Je sais qu’un homme appelé HIGANIRO vivait dans la maison à côté
du couvent. Je ne l’ai jamais rencontrée en personne. Je le voyais parfois passer
en voiture devant le couvent. Je ne peux pas vous parler beaucoup de lui. Après
être retournée en Belgique, j’ai appris qu’HIGANIRO était partie prenante dans
l’organisation du génocide, je l’ignorais auparavant. Tout ce qui précède est
véridique et conforme à mes souvenirs ».
Me. CUYKENS : Monsieur
le président ?
Le Président : Oui ?
Me. CUYKENS : Je peux
vous demander les références de ce que vous venez de lire parce que nous avons
le même texte mais manifestement traduit autrement, avec des petites variations
dans la traduction. Donc, si je peux avoir vos références, comme ça, on retrouvera
ce texte-là.
Le Président : Ah !
Où est-ce que j’ai trouvé ça, moi ? Ce sont dans les dernières traductions
qui ont été communiquées, avant l’ouverture de la session, sauf erreur de ma
part.
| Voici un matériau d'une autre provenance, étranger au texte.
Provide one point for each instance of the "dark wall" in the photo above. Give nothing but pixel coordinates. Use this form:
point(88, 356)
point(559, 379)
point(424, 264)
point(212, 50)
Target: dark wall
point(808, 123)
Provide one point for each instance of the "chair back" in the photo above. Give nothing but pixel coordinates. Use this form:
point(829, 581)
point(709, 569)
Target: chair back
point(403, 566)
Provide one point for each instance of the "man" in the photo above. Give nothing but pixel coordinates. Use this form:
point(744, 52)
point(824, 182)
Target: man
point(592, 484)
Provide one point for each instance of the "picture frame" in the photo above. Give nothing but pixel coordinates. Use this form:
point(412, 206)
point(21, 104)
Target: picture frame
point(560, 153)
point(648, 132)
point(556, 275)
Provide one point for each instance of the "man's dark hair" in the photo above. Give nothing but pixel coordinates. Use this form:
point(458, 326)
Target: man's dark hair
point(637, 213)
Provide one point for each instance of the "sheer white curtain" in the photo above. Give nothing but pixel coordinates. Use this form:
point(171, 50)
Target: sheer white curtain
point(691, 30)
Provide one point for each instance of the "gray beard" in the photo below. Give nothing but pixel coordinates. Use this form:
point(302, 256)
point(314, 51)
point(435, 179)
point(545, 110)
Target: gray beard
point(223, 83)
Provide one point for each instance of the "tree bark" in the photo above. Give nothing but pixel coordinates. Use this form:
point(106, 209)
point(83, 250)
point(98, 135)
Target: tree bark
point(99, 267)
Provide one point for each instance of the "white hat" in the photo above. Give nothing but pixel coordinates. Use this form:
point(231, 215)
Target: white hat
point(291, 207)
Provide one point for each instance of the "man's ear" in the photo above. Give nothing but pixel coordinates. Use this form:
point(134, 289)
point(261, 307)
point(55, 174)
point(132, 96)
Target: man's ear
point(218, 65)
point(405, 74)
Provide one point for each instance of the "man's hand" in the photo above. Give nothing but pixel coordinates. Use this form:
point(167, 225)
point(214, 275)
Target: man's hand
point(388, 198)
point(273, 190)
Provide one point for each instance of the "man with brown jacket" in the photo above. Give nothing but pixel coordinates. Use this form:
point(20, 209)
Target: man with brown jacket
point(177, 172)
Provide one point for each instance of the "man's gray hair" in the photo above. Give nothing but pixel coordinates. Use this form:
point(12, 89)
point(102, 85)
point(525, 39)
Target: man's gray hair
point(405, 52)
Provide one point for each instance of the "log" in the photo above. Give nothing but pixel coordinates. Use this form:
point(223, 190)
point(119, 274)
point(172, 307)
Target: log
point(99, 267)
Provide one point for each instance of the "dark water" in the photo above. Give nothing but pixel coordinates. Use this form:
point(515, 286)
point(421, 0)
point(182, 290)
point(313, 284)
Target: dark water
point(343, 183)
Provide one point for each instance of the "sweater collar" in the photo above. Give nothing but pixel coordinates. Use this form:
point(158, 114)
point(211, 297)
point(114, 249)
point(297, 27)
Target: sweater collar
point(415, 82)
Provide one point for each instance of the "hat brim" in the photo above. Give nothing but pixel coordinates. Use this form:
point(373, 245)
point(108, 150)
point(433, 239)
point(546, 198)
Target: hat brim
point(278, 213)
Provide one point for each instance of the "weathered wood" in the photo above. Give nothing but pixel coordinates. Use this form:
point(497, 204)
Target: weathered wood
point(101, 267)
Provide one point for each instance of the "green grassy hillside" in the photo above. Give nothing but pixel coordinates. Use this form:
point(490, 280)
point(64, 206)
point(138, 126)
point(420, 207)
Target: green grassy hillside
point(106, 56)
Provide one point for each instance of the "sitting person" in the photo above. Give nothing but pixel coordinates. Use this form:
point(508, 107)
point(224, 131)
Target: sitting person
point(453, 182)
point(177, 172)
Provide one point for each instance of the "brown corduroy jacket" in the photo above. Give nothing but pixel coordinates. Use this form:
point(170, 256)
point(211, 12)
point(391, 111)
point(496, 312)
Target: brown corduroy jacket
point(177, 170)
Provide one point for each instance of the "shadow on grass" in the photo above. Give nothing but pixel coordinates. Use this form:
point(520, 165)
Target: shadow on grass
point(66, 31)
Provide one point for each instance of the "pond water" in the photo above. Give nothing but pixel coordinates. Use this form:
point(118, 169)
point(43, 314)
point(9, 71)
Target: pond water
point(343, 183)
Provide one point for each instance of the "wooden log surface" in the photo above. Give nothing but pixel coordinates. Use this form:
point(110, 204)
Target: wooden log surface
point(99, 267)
Il y a la même chose mais avec des mots différents ?
Me. MONVILLE : Il y a exactement
la même chose mais avec des mots différents, à une autre partie, un autre moment
dans le dossier. Ca vient aussi du TPIR, mais c’est des pièces qui ont été jointes
après, je crois aussi.
Le Président : Voilà.
Si vous voulez lire éventuellement cette autre pièce ?
Me. CUYKENS : C’est
la même chose.
Le Président : Si c’est la
même chose, alors…
Me. MONVILLE : Il y
a des petits mots qui changent, ce n’est pas très intéressant.
Le Président : …il n’y a
pas de modifications sensibles dans les traductions ?
Me. CUYKENS : Non, non.
Par exemple, au lieu de parler de milices Interahamwe, on parle de miliciens
Interahamwe. Donc, c’est vraiment des petites différences de traduction.